Quando se trata de semear – e lucrar – com a divisão, a Turquia de Erdogan é a campeã.

Sob o nome delicioso Lei de combate aos adversários da América por meio de sanções (Countering America's Adversaries Through Sanctions Act, CAATSA), a administração Trump impôs sanções a Ancara por ousar comprar sistemas de defesa russos S-400 com mísseis terra-ar. As sanções se concentraram na agência de compras de defesa da Turquia, a SSB.

A resposta do ministro dos Negócios Estrangeiros turco, Mevlut Cavusoglu, foi rápida: Ancara não recuará – e está, de facto, a considerar como responder.

Os caniches europeus inevitavelmente tiveram que acompanhar. Portanto, após o proverbial e interminável debate em Bruxelas, eles estabeleceram sanções "limitadas" – acrescentando uma lista adicional para uma cimeira em Março de 2021. Contudo, tais sanções na verdade centram-se em indivíduos ainda não identificados envolvidos em perfurações offshore em Chipre e na Grécia. Eles nada têm a ver com os S-400s.

Aquilo com que a UE se saiu é, na verdade, um regime de sanções de direitos humanos muito ambicioso e global, modelado de acordo com a Lei Magnitsky dos Estados Unidos. Isso implica a proibição de viagens e o congelamento de bens de pessoas consideradas unilateralmente como responsáveis por genocídio, tortura, execuções extrajudiciais e crimes contra a humanidade.

A Turquia, neste caso, é apenas uma cobaia. A UE sempre hesita fortemente quando se trata de sancionar um membro da NATO. O que os eurocratas em Bruxelas realmente querem é uma ferramenta extra poderosa para assediar sobretudo a China e a Rússia.

Nossos jihadistas, desculpe, "rebeldes moderados"

O fascinante é que Ancara, sob o comando de Erdogan, parece sempre ostentar uma espécie de atitude desenvolta.

Veja-se a situação aparentemente insolúvel no caldeirão Idlib, no noroeste da Síria. Os chefões da Jabhat al-Nusra – também conhecido coma al-Qaeda na Síria – estão agora envolvidos em negociações "secretas" com gangs armadas apoiadas pela Turquia, tais como a Ahrar al-Sharqiya, bem em frente das autoridades turcas. O objectivo: aumentar o número de jihadistas concentrados em certas áreas-chave. O resultado final: um grande número deles virá de Jabhat al-Nusra.
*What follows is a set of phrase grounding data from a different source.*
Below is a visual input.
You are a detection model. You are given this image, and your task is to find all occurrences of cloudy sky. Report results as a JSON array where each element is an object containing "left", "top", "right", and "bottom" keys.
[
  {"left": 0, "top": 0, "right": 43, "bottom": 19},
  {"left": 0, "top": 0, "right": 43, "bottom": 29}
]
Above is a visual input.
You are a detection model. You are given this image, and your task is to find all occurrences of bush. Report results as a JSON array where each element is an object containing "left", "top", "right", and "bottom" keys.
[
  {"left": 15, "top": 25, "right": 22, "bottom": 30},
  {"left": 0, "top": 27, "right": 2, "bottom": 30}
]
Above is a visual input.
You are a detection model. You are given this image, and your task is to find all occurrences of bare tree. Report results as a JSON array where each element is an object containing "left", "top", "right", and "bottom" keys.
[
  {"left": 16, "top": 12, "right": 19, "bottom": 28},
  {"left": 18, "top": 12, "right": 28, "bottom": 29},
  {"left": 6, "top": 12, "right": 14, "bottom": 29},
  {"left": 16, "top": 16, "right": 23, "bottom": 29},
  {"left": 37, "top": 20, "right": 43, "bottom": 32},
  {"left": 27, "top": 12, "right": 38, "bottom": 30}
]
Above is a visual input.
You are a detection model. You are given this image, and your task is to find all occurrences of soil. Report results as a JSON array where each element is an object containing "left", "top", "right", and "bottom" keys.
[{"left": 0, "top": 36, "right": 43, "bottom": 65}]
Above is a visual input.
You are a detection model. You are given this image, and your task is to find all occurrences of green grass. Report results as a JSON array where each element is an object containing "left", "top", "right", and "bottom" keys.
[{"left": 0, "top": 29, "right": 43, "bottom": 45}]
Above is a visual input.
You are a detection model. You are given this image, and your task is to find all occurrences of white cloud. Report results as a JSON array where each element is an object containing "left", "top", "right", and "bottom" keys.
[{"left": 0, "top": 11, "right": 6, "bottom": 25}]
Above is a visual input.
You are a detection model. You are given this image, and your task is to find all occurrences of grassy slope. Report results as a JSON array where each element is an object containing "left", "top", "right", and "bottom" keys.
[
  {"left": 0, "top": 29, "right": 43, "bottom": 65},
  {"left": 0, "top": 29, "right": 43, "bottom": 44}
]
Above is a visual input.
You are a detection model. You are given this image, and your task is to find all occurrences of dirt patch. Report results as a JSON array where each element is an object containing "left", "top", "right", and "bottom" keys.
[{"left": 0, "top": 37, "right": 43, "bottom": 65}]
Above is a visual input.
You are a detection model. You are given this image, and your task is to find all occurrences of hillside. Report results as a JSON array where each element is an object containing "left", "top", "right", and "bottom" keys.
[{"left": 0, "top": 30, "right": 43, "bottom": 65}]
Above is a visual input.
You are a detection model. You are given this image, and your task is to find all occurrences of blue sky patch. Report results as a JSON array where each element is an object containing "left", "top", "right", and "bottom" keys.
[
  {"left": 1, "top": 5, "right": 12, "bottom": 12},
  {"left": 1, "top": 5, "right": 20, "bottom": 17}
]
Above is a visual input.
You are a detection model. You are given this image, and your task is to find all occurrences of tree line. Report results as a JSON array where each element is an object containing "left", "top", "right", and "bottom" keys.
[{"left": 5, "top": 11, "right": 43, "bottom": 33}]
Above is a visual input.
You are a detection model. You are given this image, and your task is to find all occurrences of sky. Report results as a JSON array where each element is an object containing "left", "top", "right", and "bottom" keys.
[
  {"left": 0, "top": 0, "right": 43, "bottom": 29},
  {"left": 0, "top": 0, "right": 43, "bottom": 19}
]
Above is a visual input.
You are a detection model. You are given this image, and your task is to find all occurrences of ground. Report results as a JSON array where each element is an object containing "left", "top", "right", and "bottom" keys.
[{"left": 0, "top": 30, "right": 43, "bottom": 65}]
Portanto Ancara, para todos os efeitos práticos, permanece totalmente por trás dos jihadistas radicais no noroeste da Síria – disfarçados sob o nome "inocente" de Hayat Tahrir al-Sham. Ancara não tem absolutamente nenhum interesse em permitir que tais pessoas desaparecessem. Moscovo, é claro, está plenamente consciente destas travessuras, mas os astutos estrategas do Kremlin e do Ministério da Defesa por enquanto preferem deixar as coisas andarem, assumindo que o processo Astana compartilhado pela Rússia, Irão e Turquia possa ser algo frutífero.
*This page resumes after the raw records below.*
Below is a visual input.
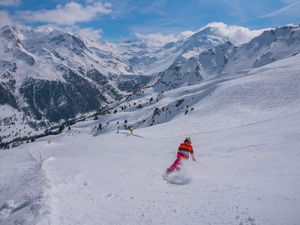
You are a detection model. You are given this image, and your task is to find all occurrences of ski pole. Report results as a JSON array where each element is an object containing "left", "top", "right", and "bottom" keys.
[{"left": 194, "top": 160, "right": 212, "bottom": 172}]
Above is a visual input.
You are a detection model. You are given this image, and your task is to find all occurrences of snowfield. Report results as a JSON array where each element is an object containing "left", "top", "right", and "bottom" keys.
[{"left": 1, "top": 55, "right": 300, "bottom": 225}]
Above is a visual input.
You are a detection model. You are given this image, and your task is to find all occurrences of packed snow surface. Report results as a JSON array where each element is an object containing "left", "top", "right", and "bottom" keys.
[{"left": 1, "top": 55, "right": 300, "bottom": 225}]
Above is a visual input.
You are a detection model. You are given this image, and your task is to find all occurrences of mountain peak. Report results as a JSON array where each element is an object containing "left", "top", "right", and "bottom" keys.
[{"left": 198, "top": 22, "right": 267, "bottom": 45}]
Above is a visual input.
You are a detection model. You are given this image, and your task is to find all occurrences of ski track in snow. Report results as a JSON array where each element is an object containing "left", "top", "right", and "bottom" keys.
[{"left": 0, "top": 148, "right": 49, "bottom": 225}]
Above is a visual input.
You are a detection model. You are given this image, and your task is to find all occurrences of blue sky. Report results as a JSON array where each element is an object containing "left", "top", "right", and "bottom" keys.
[{"left": 0, "top": 0, "right": 300, "bottom": 41}]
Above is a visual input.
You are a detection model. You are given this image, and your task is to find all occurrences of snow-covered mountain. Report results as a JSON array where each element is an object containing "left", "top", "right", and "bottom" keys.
[
  {"left": 0, "top": 23, "right": 299, "bottom": 143},
  {"left": 116, "top": 39, "right": 180, "bottom": 75},
  {"left": 153, "top": 24, "right": 300, "bottom": 92},
  {"left": 0, "top": 25, "right": 149, "bottom": 142},
  {"left": 224, "top": 25, "right": 300, "bottom": 72},
  {"left": 117, "top": 22, "right": 252, "bottom": 75}
]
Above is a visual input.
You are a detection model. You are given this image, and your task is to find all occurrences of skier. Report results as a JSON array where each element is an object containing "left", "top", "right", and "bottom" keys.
[
  {"left": 165, "top": 137, "right": 196, "bottom": 175},
  {"left": 97, "top": 123, "right": 102, "bottom": 132},
  {"left": 128, "top": 126, "right": 133, "bottom": 135}
]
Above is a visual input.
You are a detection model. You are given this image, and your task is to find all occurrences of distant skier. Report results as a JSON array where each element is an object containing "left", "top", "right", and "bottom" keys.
[
  {"left": 97, "top": 123, "right": 102, "bottom": 133},
  {"left": 128, "top": 126, "right": 133, "bottom": 135},
  {"left": 165, "top": 137, "right": 196, "bottom": 175}
]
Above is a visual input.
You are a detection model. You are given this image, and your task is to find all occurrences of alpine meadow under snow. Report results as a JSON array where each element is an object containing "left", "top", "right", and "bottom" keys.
[{"left": 0, "top": 21, "right": 300, "bottom": 225}]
Erdogan, ao mesmo tempo, com habilidade dá a impressão de que está totalmente empenhado em girar para Moscovo. Ele está entusiasmado pelo facto de o "seu colega russo Vladimir Putin" apoiar a ideia – inicialmente apresentada pelo Azerbaijão – de uma plataforma de segurança regional unindo Rússia, Turquia, Irão, Azerbaijão, Geórgia e Arménia. Erdogan disse mesmo que, se Yerevan fizer parte desse mecanismo, "uma nova página pode ser aberta" nas relações até agora intratáveis entre a Turquia e a Arménia.

É claro que ajudará o facto de que, mesmo sob a proeminência de Putin, Erdogan terá um assento importante na mesa desta suposta organização de segurança.

O Grande Quadro é ainda mais fascinante – porque esboça vários aspectos da estratégia de equilíbrio da Eurásia de Putin, a qual envolve como actores principais a Rússia, China, Irão, Turquia e Paquistão.

Às vésperas do primeiro aniversário do assassinato do General Soleimani, Teerão está longe de intimidado e "isolado". Para todos os efeitos práticos, está de modo lento mas seguro a forçar os EUA a abandonar o Iraque. As ligações diplomáticas e militares do Irão com o Iraque, Síria e Líbano permanecem sólidas.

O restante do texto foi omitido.